Antes da AIDS 2010, apenas os nomes do comitê redator haviam se tornado público. O Comitê Redator é composto por líderes em medicina, política pública e saúde pública e todos eles apóiam a Declaração e se tornaram os signatários iniciais.
Entre os 31 membros do comitê redator estão:
Prof. Françoise Barré-Sinoussi, PhD Recipiente do Prêmio Nobel
Professor e Chefe, Unidade de Regulamentação de Infecções Retrovirais, Departamento de Virologia
Instituto Pasteur, Paris
Julio S. G. Montaner Professor, Presidente de Pesquisa em AIDS e Chefe da Divisão de AIDS, Universidade da Columbia Britânica
Presidente, Sociedade Internacional da AIDS (IAS)
Canadá
Michel D. Kazatchkine, MD Diretor Executivo, Fundo Global da Luta Contra AIDS, TB e Malária
Suíça
Adeeba Kamarulzaman, MD Chefe da Unidade de Doenças Infecciosas
Centro Médico da Universidade de Malaya
Malásia
Brigitte Schmied, MD Presidente, Sociedade Austríaca de AIDS
Co-Presidente Local da AIDS 2010
Chefe da Clínica Ambulatorial de HIV, Otto-Wagner-Spital, Vienna
Áustria
8. Quais são os próximos passos para a Declaração de Viena?

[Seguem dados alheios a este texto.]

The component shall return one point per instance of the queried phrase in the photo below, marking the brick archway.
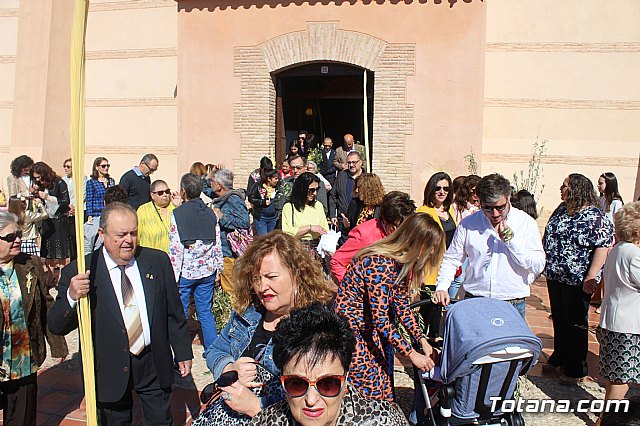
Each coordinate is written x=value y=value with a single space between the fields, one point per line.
x=254 y=115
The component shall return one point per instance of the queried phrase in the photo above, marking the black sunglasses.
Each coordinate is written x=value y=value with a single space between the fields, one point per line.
x=11 y=237
x=212 y=391
x=490 y=209
x=328 y=386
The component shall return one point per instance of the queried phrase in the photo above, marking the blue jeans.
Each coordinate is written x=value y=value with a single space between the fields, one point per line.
x=202 y=289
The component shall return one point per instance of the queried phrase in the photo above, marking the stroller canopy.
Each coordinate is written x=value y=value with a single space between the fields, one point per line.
x=478 y=327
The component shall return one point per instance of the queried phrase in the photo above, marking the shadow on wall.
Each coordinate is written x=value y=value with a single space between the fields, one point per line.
x=211 y=5
x=636 y=193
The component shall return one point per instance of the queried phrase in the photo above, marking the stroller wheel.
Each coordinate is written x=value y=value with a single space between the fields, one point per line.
x=515 y=419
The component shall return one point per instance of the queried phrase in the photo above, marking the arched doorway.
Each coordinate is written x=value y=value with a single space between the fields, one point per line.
x=323 y=98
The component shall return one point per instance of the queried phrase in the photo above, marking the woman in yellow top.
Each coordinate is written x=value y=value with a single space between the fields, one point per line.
x=154 y=217
x=303 y=216
x=437 y=202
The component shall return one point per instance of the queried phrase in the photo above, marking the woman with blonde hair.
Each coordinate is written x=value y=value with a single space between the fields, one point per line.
x=273 y=276
x=376 y=292
x=619 y=331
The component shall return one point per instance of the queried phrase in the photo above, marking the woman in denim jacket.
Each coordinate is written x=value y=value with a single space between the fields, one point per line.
x=274 y=275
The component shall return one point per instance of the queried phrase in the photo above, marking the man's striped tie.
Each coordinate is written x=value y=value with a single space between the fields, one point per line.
x=133 y=323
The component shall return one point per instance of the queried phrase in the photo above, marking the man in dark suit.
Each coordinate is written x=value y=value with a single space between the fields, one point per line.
x=327 y=169
x=136 y=316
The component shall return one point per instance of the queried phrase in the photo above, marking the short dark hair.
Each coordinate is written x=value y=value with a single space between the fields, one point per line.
x=192 y=185
x=155 y=184
x=396 y=206
x=47 y=175
x=300 y=190
x=430 y=189
x=492 y=187
x=266 y=163
x=115 y=193
x=268 y=174
x=19 y=163
x=295 y=157
x=315 y=333
x=115 y=206
x=147 y=158
x=580 y=193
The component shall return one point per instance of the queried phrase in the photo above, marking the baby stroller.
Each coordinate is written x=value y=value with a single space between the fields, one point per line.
x=487 y=345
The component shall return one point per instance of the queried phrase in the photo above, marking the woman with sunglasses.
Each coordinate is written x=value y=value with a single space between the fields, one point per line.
x=576 y=241
x=437 y=203
x=56 y=246
x=95 y=188
x=375 y=293
x=154 y=217
x=25 y=302
x=274 y=275
x=313 y=349
x=303 y=216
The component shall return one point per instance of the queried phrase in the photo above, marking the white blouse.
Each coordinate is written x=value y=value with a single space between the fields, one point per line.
x=620 y=311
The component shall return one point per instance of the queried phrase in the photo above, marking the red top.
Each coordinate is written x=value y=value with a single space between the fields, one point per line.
x=360 y=237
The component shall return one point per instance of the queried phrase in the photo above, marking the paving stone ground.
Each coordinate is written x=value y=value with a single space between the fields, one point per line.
x=60 y=396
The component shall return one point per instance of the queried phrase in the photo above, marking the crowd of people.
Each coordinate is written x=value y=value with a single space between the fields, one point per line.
x=298 y=321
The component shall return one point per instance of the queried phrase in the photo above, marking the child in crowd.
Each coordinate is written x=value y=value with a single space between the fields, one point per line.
x=29 y=214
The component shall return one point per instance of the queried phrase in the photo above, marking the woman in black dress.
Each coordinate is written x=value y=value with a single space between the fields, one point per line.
x=56 y=246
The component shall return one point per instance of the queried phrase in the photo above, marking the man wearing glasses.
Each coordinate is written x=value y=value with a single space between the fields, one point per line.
x=342 y=192
x=502 y=244
x=340 y=159
x=137 y=183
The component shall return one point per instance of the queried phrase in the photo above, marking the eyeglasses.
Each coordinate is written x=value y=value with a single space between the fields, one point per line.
x=328 y=386
x=11 y=237
x=490 y=209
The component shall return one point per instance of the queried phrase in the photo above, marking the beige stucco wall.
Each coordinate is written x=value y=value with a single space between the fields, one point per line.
x=565 y=72
x=131 y=49
x=443 y=91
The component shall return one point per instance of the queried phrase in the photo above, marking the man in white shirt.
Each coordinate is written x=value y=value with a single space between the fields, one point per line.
x=503 y=246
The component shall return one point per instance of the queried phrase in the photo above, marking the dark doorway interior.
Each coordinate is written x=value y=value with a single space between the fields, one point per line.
x=324 y=98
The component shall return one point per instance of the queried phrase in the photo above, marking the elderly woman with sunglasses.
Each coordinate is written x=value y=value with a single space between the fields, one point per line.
x=274 y=275
x=313 y=350
x=25 y=302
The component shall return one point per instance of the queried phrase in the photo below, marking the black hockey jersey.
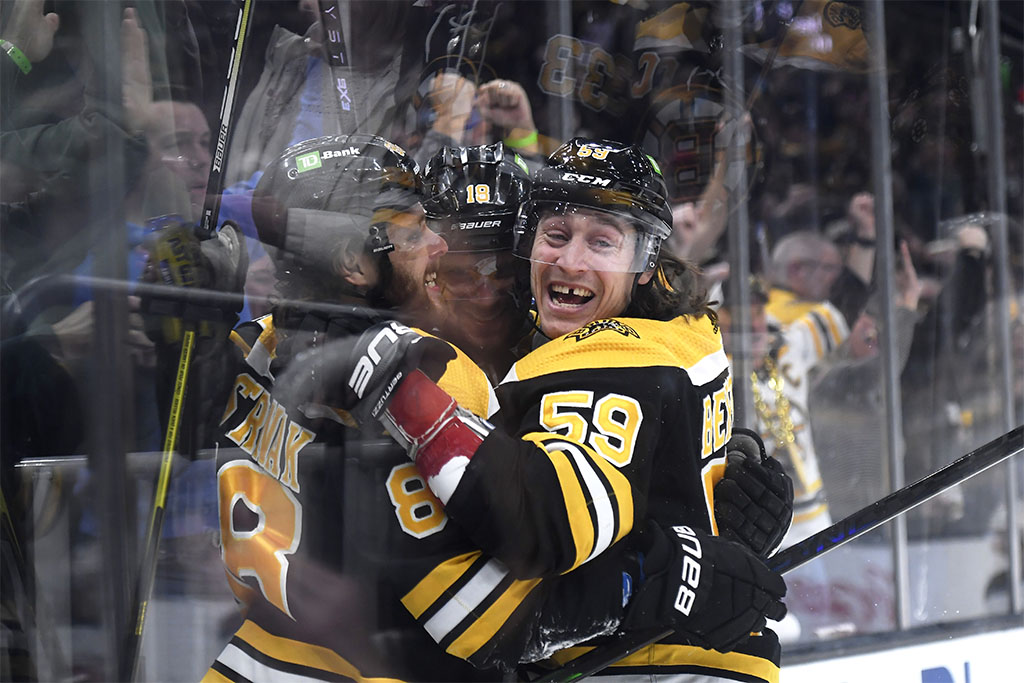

A Declaração de Viena é um passo para forçar o apoio de abordagens apoiadas por evidência ao lidar com drogas ilícitas. Com o seu lançamento formal marcado para a AIDS 2010 em Viena, o processo de coleta de assinaturas começou intensamente. Este processo tem como meta estimular cientistas e outros que trabalham na política referente as drogas ilícitas e colocar pressão real e contínua nos elaboradores de política para considerar de maneira significativa a evidência científica referente ao impacto benéfico limitado e as consequências negativas não intencionadas das políticas de drogas ilícitas convencionais.
O impacto da Declaração de Viena será medido nos anos vindouros e os relatórios do progresso na adoção de políticas apoiadas em evidência serão apresentados em conferências subsequentes da Sociedade Internacional da AIDS. A adoção das recomendações da Declaração de Viena entre os elaboradores de política de alto-nível nos níveis locais, nacionais e internacionais será seguida também pelo Centro Internacional para Ciência em Política de Drogas.
9. Existem agora jurisdições que estejam tomando os passos para implementar as políticas de drogas ilícitas apoiadas em evidência?
Existe agora uma forte evidência científica referente a efetividade de modelos regulatórios alternativos para lidar com os danos associados com o uso de drogas ilícitas. Dados de Portugal, Países Baixos, Suíça e outros lugares sugerem que as políticas de drogas ilícitas direcionadas para a saúde pública têm resultado em reduções positivas e contínuas em uma variedade de danos pelo uso de drogas, tais como taxas de redução de infecção por HIV, e não resultaram no aumento do uso de drogas ilícitas. Em vez disso, as abordagens de saúde pública têm um potencial de reduzir significativamente as taxas do uso de drogas.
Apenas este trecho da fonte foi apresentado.